On 1/22/24 20:03, Matthew Knepley wrote:
> On Mon, Jan 22, 2024 at 1:57 PM Berend van Wachem <berend.vanwachem at ovgu.de <mailto:berend.vanwachem at ovgu.de>> wrote:
> 
>     Dear Matt,
> 
>     Thanks for your quick response.
>     I have a DMPlex with a polyhedral mesh, and have defined a number of vectors with data at the cell center. I have generated
>     data
>     for a number of timesteps, and I write the data for each point to a file together with the (x,y,z) co-ordinate of the cell
>     center.
> 
>     When I want to do a restart from the DMPlex, I recreate the DMplex with the polyhedral mesh, redistribute it, and for each cell
>     center find the corresponding (x,y,z) co-ordinate and insert the data that corresponds to it. This is quite expensive, as it
>     means I need to compare doubles very often.
> 
>     But reading your response, this may not be a bad way of doing it?
> 
> 
> It always seems to be a game of "what do you want to assume?". I tend to assume that I wrote the DM and Vec in the same order, 
> so when I load them they match. This is how Firedrake I/O works, so that you can load up on a different number of processes 
> (https://arxiv.org/abs/2401.05868 <https://arxiv.org/abs/2401.05868>).
> 
> So, are you writing a Vec, and then redistributing and writing another Vec? In the scheme above, you would have to write both 
> DMs.

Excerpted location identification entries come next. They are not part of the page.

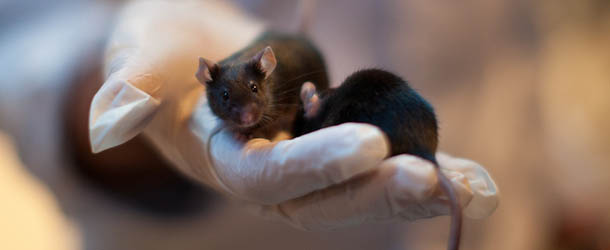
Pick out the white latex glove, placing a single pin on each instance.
(330, 178)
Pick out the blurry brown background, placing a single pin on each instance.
(520, 87)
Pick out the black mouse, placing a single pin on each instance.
(387, 101)
(256, 90)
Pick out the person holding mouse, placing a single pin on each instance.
(331, 178)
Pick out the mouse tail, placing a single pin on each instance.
(306, 14)
(455, 233)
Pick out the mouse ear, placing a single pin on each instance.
(204, 73)
(265, 61)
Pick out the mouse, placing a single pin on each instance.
(385, 100)
(255, 92)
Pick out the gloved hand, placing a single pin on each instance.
(330, 178)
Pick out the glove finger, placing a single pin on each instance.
(403, 186)
(271, 172)
(485, 192)
(119, 111)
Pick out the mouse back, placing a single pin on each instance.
(382, 99)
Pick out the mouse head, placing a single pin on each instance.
(239, 93)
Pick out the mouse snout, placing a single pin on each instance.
(250, 115)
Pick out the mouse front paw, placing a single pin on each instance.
(310, 99)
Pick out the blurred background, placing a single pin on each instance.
(520, 86)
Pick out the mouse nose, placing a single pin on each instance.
(250, 114)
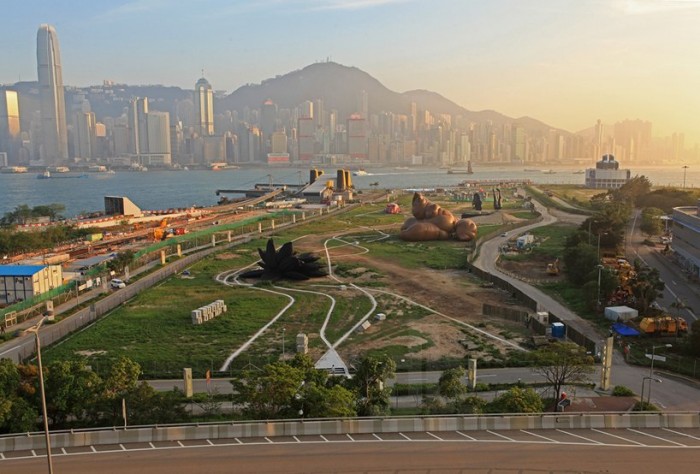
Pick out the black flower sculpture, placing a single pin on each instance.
(285, 264)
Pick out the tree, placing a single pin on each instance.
(369, 384)
(561, 363)
(516, 400)
(72, 389)
(450, 384)
(268, 393)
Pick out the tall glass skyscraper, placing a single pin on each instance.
(53, 106)
(204, 108)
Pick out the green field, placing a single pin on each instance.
(155, 328)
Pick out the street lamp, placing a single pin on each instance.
(35, 330)
(644, 379)
(651, 368)
(600, 269)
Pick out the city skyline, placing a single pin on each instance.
(565, 63)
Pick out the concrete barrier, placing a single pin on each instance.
(146, 434)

Are you trying to avoid this?
> 
>    Thanks,
> 
>       Matt
> 
>     Thanks,
> 
>     Berend.
> 
>     On 1/22/24 18:58, Matthew Knepley wrote:
>      > On Mon, Jan 22, 2024 at 10:49 AM Berend van Wachem <berend.vanwachem at ovgu.de <mailto:berend.vanwachem at ovgu.de>
>     <mailto:berend.vanwachem at ovgu.de <mailto:berend.vanwachem at ovgu.de>>> wrote:
>      >
>      >     Dear Petsc-Team,
>      >
>      >     Is there a good way to define a unique integer number in each element
>      >     (e.g. a cell) of a DMPlex mesh, which is in the same location,
>      >     regardless of the number of processors or the distribution of the mesh
>      >     over the processors?
>      >
>      >     So, for instance, if I have a DMPlex box mesh, the top-right-front
>      >     corner element (e.g. cell) will always have the same unique number,
>      >     regardless of the number of processors the mesh is distributed over?
>      >
>      >     I want to be able to link the results I have achieved with a mesh from
>      >     DMPlex on a certain number of cores to the same mesh from a DMPlex on a
>      >     different number of cores.
>      >
>      >     Of course, I could make a tree based on the distance of each element to
>      >     a certain point (based on the X,Y,Z co-ordinates of the element), and go
>      >     through this tree in the same way and define an integer based on this,
>      >     but that seems rather cumbersome.
>      >
>      >
>      > I think this is harder than it sounds. The distance will not work because it can be very degenerate.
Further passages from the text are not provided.